I will note that, while Marit ayin is a legitimate problem, there are ways one could take care of this quite easily. For example, posting a giant sign everywhere in the restaurant saying something like, “This is a meat-serving kosher establishment. No dairy products of any kind are served here. ‘Cheese’ in the ‘cheeseburgers’ is completely pareve and contains no dairy ingredients.
Tanchuma Shmini 12, Hullin 109b:
“God said to Moshe: Warn Israel not to eat bad things, and they
shouldn’t mislead you by saying that God forbade Israel to eat good
things. God said that everything I have forbidden to you, I have
permitted something else in its place… I forbid pork, and permit the
tongue of the fish known as shibbuta which has a similar taste to pork… And why? To give a good reward to Israel for keeping my mitzvot.”
But not only that! The Yerushalmi Kiddushin 4:12 says:
“In the future, we will all have to answer to God for all that our eyes saw of God’s wonderful world but did not partake of.”
Dude, it’s kosher! If the kid isn’t old enough to read, she’s not old enough to be by herself in a restaurant without parental oversight to explain what soycheese is.
So, Jackie, Rashi quotes Sifra Kedoshim,11: 22 on Leviticus 20:26 (And I have distinguished you from the [other] peoples to be mine), saying,
“Rabbi Eleazar ben Azaria says: How do we know that a person should not say: ‘I am disgusted with pig meat, it is impossible for me to eat’ but rather he should say: ‘I can, but what can I do? My Father in Heaven has decreed upon me (that it’s not permitted). The verse says: “And I have distinguished you from the other peoples to be mine,” that your separation from them should be for My Name’s sake— he separates himself from sin and so accepts on himself the yoke of the Kingdom of Heaven.”
On the other hand, who the hell thinks Jackie Mason ought to be cited as a source of halakhic – or any other- advice?
By the way, I just can’t help myself here, does anyone else think Al Lewis (grandpa Munster), Jackie Mason, separated at birth? Although I hear the late Al Lewis was a fabulous and lovely guy.

jackie mason grandpa munster

10 thoughts on “Jackie Mason, Kashrut Maven?

  1. Um, Rubin’s in Brookline has had a burger with soy cheese for as long as I’ve been up here (3+ years). There are no signs about it.

  2. Jackie Mason’s repulsion seems more honest to be that the marit ayin argument. You grow up with an aversion to something, and you will have an aversion to a simulacrum of that thing.

  3. Apparently it’s only considered newsworthy when it happens in New York. Ken’s Diner in the Chicago area has had “cheese”burgers since I was a kid. (But I don’t see it listed on their online menu – maybe they got rid of it under pressure from Jackie Mason? Still, they list ice cream and milkshakes without disclaimers.) They also have the “Bay-Ken” burger with beef bacon.
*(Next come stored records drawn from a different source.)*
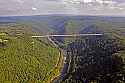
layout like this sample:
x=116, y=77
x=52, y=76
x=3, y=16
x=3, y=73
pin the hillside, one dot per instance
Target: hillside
x=24, y=59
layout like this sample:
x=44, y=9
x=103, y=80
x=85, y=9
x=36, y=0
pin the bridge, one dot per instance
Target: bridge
x=67, y=35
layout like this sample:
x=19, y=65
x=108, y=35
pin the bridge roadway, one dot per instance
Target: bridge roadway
x=67, y=35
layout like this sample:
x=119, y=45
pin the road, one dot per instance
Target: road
x=67, y=35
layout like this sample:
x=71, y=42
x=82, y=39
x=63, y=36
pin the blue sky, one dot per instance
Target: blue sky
x=74, y=7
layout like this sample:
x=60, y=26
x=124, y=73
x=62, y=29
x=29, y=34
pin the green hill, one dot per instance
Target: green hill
x=24, y=59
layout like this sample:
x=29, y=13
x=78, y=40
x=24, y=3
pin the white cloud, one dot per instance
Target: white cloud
x=34, y=8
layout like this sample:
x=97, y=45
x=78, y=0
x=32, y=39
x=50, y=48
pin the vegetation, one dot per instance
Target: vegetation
x=24, y=59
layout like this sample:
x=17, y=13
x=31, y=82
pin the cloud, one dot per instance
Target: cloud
x=74, y=7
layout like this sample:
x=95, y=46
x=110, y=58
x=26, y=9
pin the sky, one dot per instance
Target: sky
x=72, y=7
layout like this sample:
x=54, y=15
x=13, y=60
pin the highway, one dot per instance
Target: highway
x=67, y=35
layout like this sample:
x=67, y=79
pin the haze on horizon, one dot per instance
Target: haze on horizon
x=73, y=7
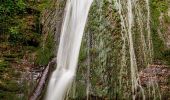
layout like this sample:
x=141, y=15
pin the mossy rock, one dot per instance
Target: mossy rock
x=13, y=55
x=3, y=64
x=8, y=96
x=11, y=86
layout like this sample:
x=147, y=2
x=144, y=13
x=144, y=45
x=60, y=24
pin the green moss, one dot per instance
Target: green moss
x=45, y=53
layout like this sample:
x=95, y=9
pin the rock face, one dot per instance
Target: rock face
x=52, y=17
x=157, y=74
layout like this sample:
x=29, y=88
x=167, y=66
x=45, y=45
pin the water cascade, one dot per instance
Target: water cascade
x=68, y=52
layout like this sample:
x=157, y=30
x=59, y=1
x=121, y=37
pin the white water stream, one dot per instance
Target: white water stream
x=68, y=52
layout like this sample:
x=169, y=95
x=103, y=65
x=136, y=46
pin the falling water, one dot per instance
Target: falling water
x=68, y=52
x=130, y=13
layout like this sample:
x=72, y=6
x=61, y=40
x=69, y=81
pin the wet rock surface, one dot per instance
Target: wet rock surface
x=158, y=75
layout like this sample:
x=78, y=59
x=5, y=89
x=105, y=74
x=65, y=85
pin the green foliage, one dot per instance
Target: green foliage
x=45, y=53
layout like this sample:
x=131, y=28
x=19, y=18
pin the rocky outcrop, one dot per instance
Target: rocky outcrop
x=157, y=75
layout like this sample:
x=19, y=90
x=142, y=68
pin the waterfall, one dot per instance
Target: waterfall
x=68, y=52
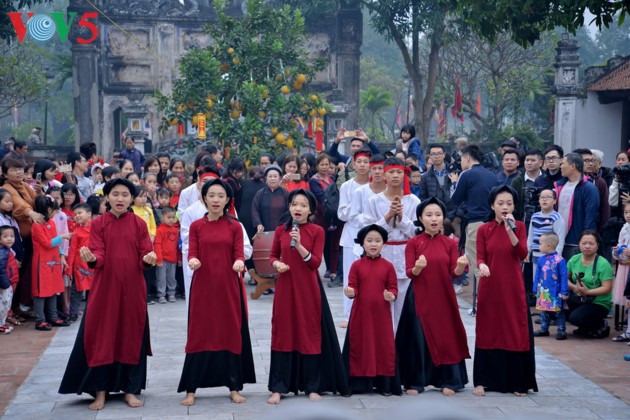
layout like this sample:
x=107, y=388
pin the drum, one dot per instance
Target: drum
x=262, y=252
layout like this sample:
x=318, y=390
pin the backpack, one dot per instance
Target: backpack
x=331, y=205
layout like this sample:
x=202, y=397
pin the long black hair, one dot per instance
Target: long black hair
x=312, y=204
x=228, y=192
x=109, y=185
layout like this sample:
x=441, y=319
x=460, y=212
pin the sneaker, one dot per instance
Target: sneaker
x=541, y=333
x=6, y=329
x=59, y=323
x=43, y=326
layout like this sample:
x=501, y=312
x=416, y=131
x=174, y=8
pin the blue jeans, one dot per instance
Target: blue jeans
x=561, y=319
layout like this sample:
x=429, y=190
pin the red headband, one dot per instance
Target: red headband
x=208, y=175
x=362, y=154
x=406, y=171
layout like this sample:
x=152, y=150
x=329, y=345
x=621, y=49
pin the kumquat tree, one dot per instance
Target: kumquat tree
x=251, y=84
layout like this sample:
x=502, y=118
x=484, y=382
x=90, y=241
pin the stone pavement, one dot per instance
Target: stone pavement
x=563, y=392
  4. Maris ayin is absolutely not an issue. Unless Chazal brought down that maris ayin applies to a specific case, then the concept cannot be applied to that case. Unfortunately, rabbis often rely on maris ayin as a general catch-all for things that they pashut don’t want people doing or that make them uncomfortable. This is a clear misapplication of the halachah. In the shulchan aruch it’s pretty clear, in a debate over eating fish blood (permitted) if one needs to mark it as such even in a “cheder chederim,” or a room within a room, a halachic concept implying that one is in a completely private place, where there is on chance of anyone seeing. The argument is that either maris ayin is a specific issur bein adam l’makom, in which it applies ONLY to the cases brought down by chazal, but it ALSO applies even in a place where it is impossible for anyone else to see, OR it is a general issur bein adam l’chavero and it can be applies to other cases, but it doesn’t apply where no other person can see.
    The outcome of the argument is that it applies even in a cheder chederim, and can not be applied to other situations where chazal didn’t apply the concept.
    To the best of my knowledge, chazal never mentioned the phrase “soy cheese,” and therefore the application of maris ayin is incorrect.

  5. As someone who came to kashrut later in life I can tell you that marat ayin is a legitimate issue in terms of causign confusion about what is and is not permissible. But it goes beyond that. You suggest that G-d wants us to eat (soy)cheeseburgers or explain ourselves. Look, don’t kid yourself that a soycheese burger is a cheeseburger. (Like I said, I didn’t always eat kosher.) I have a hunch that G-d also could care less if you pass on soy shrimp in your chinese food. (But DO NOT pass on shibbuta tongue. Fry that up like bacon on your next burger.)
    But there’s also the aspect of it just not being a Jewish thing. Like mayonnaise on a deli sandwich. Go ahead and eat it if you like it, if it’s a personal preference, but let’s not elevate it to the level of something that we have a right or an obligation to do. As Jews or individuals we don’t have to do what everyone does. We don’t have to keep up with the Joneses. There’s something comforting in having a boundary, in saying “that is not for me- I do not do that.” I took the same position when I was a vegetarian. No fake meats. It’s celebrating something you don’t believe in.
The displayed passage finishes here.